In a study performed at the University of Maryland in 2000, one particular supplement (chondroitin sulfate) was mislabeled in 9 of 11 products (about 84 percent of the time). The range of 0 percent (could not find any of the product as compared to what was labeled) to 114 percent (there was more than labeled) was found. The products that were the cheapest were the worst of the bunch with 10 percent or less of what was actually on the label. In this case the saying, "You get what you pay for," could never be more true.

Now we can review two types of supplements that have been proven to improve both performance and relieve discomfort.

• Glucosamine and chondroitin are precursors to compounds produced by the body to maintain synovial cartilage. Synovial cartilage is a thin layer of cartilage that lines the bone at the joints. Synovial cartilage not only acts as a cushion to allow bones to slide easily against each other, but also produces joint fluid. Joint fluid lubricates the joint, as well as has natural anti-inflammatories in it. Arthritis (no matter what the cause) damages synovial cartilage. In both human and veterinary studies patients report up to 80 percent improvement on glucosamine and chondroitin supplements as compared to patients on placebo.
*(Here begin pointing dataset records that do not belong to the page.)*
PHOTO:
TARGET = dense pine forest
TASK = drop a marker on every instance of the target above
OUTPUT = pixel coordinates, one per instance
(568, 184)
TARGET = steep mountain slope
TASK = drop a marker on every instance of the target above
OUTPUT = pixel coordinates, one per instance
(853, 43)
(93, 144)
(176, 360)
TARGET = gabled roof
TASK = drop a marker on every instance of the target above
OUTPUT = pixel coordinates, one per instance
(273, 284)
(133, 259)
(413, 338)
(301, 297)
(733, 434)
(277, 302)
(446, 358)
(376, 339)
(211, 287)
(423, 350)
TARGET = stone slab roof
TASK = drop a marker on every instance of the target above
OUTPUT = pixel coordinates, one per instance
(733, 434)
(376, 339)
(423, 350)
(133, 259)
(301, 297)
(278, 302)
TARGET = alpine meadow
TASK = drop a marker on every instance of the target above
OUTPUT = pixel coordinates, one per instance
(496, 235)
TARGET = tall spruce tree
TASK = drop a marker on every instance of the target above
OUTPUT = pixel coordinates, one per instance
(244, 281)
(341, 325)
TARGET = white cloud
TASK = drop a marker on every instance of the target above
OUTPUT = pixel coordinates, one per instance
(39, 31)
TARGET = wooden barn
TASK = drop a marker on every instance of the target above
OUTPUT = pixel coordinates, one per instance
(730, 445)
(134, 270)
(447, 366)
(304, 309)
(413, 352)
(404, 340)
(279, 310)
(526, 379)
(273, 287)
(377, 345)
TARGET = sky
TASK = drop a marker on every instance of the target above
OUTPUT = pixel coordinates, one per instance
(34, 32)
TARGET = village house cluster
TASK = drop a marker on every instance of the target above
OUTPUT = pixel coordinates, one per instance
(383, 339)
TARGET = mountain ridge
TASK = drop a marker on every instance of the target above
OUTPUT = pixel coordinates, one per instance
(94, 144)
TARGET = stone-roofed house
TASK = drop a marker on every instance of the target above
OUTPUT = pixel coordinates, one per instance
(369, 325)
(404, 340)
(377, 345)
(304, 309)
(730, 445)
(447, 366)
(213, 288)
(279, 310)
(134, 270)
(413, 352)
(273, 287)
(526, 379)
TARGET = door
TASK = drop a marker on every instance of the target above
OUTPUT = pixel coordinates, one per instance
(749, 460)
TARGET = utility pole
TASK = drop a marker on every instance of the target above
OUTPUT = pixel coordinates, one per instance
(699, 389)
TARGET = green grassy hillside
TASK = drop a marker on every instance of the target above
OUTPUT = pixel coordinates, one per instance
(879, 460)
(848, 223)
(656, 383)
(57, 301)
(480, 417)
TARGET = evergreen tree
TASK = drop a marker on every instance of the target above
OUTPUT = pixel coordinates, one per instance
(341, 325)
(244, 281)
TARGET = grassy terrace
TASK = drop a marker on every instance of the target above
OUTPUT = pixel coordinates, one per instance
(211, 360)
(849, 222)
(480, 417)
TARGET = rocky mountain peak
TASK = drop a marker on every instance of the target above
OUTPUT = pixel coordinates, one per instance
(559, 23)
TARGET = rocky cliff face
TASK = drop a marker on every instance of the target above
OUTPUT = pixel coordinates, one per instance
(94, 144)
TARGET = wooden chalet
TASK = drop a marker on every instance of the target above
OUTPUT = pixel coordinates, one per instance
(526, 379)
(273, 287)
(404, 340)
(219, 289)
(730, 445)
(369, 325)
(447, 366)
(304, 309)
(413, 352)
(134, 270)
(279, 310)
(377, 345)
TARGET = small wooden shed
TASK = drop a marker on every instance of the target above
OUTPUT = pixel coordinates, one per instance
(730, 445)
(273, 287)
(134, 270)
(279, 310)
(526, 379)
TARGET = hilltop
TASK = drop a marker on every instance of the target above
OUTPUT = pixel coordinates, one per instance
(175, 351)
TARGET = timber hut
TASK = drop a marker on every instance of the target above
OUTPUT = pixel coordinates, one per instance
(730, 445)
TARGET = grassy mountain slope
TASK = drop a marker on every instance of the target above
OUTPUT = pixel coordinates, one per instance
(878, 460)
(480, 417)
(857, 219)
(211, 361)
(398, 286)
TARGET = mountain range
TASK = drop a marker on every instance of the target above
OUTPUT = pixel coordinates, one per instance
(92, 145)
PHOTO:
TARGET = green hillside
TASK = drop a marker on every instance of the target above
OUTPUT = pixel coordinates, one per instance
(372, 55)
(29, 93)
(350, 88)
• Essential fatty acids are natural anti-inflammatory agents. When cells in the body (for whatever reason) are damaged they release certain chemicals into the system. This is known as the inflammatory cascade. Short-term, this is helpful to the body because they send signals to the body to fight infection, kill precancerous cells, compensate for trauma, etc. Chronic inflammation, however, is responsible for decreased quality of life. Essential fatty acids have been proven to partially block this cascade and act as natural anti-inflammatories. In multiple studies, owners were able to either lower or eliminate prescription-strength NSAIDs (nonsteroidal anti-inflammatory drugs) by supplementing their dogs with high quality essential fatty acids.

I truly am grateful that supplements exist for both humans and our pets. I would also recommend taking the time to not only discuss with your veterinarian what supplements are effective for your pet, but also what brand-name supplements are of high enough quality to be effective.

Dr. Kearns has been in practice for 14 years.